The Albany Prize Committee's selection of five scientists to share the award this year reflects an increasing trend in science toward collaboration, where information is shared and groups of researchers move knowledge forward in ways that no one of them could do alone, Verdile said. It's a major change since the days when a single scientist would be credited with, say, the discovery of a vaccine.

"That's more of where the future of biomedical research is going what's good for the good of mankind, not me personally," Verdile said.

News reports in recent years have focused on the ethical aspects of CRISPR technology, which in addition to its potential to prevent devastating diseases, could also be used for cosmetic purposes or have unintended consequences that affect the descendants of the person whose genes are edited. The Albany Prize Committee did not consider such "what if" scenarios, Verdile said, leaving those conversations for future ethicists and policymakers as specific medical techniques are developed.

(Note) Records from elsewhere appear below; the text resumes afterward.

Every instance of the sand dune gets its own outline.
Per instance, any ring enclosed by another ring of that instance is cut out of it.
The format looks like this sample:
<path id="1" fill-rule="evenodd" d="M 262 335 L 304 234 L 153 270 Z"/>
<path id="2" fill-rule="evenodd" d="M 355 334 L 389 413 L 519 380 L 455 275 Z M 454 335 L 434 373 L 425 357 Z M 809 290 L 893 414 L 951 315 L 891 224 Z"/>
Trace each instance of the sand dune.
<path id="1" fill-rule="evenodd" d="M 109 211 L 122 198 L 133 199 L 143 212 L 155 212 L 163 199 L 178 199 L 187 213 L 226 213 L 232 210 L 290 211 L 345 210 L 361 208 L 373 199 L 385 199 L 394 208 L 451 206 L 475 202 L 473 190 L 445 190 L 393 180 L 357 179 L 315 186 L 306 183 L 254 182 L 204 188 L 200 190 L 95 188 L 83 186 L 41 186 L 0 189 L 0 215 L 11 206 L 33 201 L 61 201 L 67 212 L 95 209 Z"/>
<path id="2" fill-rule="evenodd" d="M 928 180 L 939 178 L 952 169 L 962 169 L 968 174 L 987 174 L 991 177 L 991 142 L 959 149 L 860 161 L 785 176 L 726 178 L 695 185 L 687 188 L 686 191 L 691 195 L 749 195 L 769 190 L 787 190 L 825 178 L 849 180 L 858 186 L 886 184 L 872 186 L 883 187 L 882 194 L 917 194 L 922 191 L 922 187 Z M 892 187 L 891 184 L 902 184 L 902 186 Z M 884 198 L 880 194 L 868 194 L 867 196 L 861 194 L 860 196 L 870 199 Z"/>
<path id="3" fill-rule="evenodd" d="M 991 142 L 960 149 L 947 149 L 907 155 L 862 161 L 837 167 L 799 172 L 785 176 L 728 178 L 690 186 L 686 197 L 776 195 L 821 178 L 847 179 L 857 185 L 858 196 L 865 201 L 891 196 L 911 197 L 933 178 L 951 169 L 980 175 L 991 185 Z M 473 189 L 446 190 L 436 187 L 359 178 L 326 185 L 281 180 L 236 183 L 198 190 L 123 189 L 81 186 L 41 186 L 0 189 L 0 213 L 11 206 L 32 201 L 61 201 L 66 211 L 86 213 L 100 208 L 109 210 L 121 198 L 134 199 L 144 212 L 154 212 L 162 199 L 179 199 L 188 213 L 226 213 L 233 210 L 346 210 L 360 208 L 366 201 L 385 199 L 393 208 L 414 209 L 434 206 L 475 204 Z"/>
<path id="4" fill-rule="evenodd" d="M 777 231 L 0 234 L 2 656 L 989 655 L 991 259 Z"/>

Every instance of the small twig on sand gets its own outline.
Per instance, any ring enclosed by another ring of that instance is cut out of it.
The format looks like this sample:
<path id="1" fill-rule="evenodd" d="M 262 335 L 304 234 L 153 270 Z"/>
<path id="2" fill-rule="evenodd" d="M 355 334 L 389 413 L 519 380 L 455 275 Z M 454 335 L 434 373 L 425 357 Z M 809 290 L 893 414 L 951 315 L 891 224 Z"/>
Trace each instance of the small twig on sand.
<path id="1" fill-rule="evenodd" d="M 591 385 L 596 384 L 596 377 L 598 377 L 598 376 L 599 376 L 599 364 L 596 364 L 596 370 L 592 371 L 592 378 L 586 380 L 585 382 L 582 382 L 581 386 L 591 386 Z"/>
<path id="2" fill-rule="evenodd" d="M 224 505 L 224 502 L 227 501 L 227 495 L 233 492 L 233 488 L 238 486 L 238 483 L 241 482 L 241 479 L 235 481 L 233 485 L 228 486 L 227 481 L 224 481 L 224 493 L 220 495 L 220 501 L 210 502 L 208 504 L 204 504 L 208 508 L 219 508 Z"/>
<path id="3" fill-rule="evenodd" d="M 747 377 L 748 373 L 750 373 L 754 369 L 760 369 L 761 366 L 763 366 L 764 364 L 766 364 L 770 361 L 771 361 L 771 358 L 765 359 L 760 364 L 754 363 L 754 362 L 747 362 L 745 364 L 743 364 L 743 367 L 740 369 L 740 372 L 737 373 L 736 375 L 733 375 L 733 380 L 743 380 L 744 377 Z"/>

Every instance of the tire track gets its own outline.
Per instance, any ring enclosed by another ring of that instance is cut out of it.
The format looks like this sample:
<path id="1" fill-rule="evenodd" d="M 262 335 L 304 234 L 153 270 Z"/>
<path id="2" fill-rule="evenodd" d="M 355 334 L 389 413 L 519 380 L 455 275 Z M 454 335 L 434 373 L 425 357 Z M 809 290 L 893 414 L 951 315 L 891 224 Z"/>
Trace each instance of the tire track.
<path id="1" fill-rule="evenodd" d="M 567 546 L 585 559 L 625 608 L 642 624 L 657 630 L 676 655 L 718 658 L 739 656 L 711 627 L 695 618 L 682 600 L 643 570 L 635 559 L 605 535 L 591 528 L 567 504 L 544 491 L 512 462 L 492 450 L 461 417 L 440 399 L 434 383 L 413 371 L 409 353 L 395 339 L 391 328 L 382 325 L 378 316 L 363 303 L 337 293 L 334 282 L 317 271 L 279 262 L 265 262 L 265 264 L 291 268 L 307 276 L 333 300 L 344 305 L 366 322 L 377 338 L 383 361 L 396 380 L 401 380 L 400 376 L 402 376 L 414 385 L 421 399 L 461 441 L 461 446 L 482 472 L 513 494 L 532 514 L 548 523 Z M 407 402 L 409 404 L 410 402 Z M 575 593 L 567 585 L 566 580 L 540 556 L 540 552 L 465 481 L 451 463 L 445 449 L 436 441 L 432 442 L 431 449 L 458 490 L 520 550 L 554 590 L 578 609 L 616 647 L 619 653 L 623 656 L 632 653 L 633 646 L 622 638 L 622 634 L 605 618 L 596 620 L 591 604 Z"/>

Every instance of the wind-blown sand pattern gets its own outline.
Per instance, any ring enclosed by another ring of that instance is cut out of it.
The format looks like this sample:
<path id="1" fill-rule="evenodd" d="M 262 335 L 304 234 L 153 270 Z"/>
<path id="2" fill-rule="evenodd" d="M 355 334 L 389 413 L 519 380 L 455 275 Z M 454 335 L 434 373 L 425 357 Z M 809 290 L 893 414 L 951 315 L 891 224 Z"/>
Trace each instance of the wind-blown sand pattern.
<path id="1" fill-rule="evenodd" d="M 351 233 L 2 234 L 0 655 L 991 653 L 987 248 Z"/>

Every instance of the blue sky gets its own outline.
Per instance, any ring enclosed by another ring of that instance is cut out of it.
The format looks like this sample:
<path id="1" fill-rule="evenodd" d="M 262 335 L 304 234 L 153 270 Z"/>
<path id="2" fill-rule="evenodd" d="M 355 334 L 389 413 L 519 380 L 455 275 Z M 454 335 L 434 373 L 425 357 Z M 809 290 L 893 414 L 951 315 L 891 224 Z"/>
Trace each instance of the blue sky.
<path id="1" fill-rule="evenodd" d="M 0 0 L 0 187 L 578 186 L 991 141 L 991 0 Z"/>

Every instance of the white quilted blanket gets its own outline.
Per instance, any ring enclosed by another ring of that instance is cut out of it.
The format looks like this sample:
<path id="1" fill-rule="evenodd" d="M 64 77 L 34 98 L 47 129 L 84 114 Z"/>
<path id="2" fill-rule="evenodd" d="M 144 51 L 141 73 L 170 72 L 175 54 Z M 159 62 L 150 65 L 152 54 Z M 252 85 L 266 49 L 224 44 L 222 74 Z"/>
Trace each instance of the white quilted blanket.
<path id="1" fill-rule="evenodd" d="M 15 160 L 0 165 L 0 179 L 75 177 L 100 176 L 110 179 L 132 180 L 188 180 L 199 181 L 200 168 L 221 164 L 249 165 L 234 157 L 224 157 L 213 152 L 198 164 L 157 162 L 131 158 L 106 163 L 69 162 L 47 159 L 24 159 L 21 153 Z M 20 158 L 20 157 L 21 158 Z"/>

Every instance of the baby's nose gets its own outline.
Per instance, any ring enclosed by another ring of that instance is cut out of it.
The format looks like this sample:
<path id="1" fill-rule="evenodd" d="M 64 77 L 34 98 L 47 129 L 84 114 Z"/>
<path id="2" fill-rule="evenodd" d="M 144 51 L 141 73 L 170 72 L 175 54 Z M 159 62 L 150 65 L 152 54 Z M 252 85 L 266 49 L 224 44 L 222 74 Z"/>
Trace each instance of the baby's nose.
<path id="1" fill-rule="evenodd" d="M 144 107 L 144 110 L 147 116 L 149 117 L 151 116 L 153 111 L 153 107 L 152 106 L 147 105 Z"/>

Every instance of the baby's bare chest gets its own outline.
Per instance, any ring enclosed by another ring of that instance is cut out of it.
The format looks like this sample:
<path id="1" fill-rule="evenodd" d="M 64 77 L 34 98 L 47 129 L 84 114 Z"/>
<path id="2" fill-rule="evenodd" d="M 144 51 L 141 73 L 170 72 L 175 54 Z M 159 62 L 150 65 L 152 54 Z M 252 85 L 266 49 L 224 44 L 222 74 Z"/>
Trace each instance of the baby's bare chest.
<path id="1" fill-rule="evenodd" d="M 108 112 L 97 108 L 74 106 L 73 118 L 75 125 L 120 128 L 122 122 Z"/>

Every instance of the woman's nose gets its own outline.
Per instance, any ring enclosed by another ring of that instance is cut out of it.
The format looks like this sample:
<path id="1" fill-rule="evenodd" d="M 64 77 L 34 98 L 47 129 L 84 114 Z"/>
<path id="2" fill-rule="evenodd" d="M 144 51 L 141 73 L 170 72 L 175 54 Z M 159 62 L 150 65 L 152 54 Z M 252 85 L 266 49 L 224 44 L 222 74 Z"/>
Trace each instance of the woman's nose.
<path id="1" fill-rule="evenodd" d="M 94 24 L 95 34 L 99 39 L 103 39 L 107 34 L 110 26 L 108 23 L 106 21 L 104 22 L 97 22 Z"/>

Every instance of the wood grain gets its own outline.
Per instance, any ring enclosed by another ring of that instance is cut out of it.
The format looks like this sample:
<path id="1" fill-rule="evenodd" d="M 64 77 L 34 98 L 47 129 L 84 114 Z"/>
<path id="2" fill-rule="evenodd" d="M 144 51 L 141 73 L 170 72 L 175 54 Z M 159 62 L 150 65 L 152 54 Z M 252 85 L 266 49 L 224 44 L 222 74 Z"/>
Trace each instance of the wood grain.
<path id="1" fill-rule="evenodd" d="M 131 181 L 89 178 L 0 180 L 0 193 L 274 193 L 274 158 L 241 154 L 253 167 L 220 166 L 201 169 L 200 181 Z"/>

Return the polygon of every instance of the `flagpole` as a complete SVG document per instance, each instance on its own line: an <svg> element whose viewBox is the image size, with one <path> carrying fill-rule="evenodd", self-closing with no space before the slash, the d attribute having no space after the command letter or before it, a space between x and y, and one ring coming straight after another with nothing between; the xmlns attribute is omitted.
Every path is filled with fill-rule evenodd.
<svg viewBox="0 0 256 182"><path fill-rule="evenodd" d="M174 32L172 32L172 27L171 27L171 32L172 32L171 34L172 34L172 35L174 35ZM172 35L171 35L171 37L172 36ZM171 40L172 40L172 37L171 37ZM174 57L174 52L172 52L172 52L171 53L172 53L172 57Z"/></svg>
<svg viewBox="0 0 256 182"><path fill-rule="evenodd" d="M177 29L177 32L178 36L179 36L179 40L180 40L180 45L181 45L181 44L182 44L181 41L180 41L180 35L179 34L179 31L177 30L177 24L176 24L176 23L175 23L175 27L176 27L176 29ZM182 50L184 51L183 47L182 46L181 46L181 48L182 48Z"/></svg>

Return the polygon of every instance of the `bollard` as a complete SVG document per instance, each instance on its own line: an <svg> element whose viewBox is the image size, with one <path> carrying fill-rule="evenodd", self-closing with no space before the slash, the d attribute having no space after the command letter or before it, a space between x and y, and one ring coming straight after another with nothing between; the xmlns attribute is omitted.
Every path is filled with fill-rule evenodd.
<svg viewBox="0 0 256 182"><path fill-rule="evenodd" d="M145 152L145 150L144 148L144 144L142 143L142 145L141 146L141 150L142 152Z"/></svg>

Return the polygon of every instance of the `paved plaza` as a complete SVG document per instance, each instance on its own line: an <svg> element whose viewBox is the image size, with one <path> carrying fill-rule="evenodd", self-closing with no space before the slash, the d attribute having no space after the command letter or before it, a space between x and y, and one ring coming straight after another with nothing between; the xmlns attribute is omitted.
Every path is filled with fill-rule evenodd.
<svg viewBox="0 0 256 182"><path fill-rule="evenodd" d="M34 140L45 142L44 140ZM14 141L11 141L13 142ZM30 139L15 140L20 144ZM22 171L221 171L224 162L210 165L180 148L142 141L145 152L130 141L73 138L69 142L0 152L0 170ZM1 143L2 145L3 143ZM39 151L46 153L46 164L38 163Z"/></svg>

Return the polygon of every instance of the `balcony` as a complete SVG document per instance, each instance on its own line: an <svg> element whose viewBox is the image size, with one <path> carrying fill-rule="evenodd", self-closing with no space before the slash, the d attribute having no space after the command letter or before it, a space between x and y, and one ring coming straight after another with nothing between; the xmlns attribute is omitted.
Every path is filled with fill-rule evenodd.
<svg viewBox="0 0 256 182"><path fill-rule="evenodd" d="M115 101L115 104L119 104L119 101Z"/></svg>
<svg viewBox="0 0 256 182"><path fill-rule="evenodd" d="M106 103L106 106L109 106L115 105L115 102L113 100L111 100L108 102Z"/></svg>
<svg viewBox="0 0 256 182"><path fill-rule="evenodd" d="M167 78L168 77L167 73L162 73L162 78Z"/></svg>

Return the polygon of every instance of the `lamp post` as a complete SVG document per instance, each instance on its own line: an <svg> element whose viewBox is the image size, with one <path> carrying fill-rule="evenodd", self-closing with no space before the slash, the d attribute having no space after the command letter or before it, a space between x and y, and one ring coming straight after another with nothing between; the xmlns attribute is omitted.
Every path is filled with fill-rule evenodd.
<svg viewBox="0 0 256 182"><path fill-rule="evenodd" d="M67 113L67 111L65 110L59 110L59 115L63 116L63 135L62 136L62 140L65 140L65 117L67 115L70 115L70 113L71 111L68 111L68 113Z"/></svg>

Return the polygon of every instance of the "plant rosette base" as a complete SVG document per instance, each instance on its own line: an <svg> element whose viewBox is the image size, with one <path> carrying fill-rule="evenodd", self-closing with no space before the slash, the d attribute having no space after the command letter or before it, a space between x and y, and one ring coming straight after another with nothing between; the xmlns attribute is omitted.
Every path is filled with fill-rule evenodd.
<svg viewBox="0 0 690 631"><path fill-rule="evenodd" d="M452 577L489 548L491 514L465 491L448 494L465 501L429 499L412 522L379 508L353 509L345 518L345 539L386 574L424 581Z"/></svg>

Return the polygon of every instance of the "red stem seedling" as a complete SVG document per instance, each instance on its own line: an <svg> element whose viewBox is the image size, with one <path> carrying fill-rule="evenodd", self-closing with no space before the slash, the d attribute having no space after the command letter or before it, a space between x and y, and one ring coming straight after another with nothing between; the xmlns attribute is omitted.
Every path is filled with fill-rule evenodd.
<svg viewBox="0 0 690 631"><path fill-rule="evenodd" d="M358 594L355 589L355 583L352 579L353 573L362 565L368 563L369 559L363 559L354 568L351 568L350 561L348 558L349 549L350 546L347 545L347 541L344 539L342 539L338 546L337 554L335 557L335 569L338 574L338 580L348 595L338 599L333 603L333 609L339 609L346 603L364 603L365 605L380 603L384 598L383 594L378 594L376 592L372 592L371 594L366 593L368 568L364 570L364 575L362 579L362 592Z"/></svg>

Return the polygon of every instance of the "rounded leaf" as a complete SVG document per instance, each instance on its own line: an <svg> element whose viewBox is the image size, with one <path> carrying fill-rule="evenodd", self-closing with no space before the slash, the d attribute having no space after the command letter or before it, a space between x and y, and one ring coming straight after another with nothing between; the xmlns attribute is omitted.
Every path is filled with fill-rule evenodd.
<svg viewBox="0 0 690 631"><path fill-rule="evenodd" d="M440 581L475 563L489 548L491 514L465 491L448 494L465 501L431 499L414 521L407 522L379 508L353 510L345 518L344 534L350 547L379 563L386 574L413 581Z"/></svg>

The Albany Prize, one of the nation's largest for science and medicine, was established in 2000 by the late Morris "Marty" Silverman, a New York City businessman and philanthropist who grew up in Troy. A commitment of $50 million from the Marty and Dorothy Silverman Foundation allows for the prize to be awarded annually for 100 years.

Albany Med released the 2017 award recipients' names Tuesday morning. The recipients will formally receive their awards at a Sept. 27 ceremony in Albany.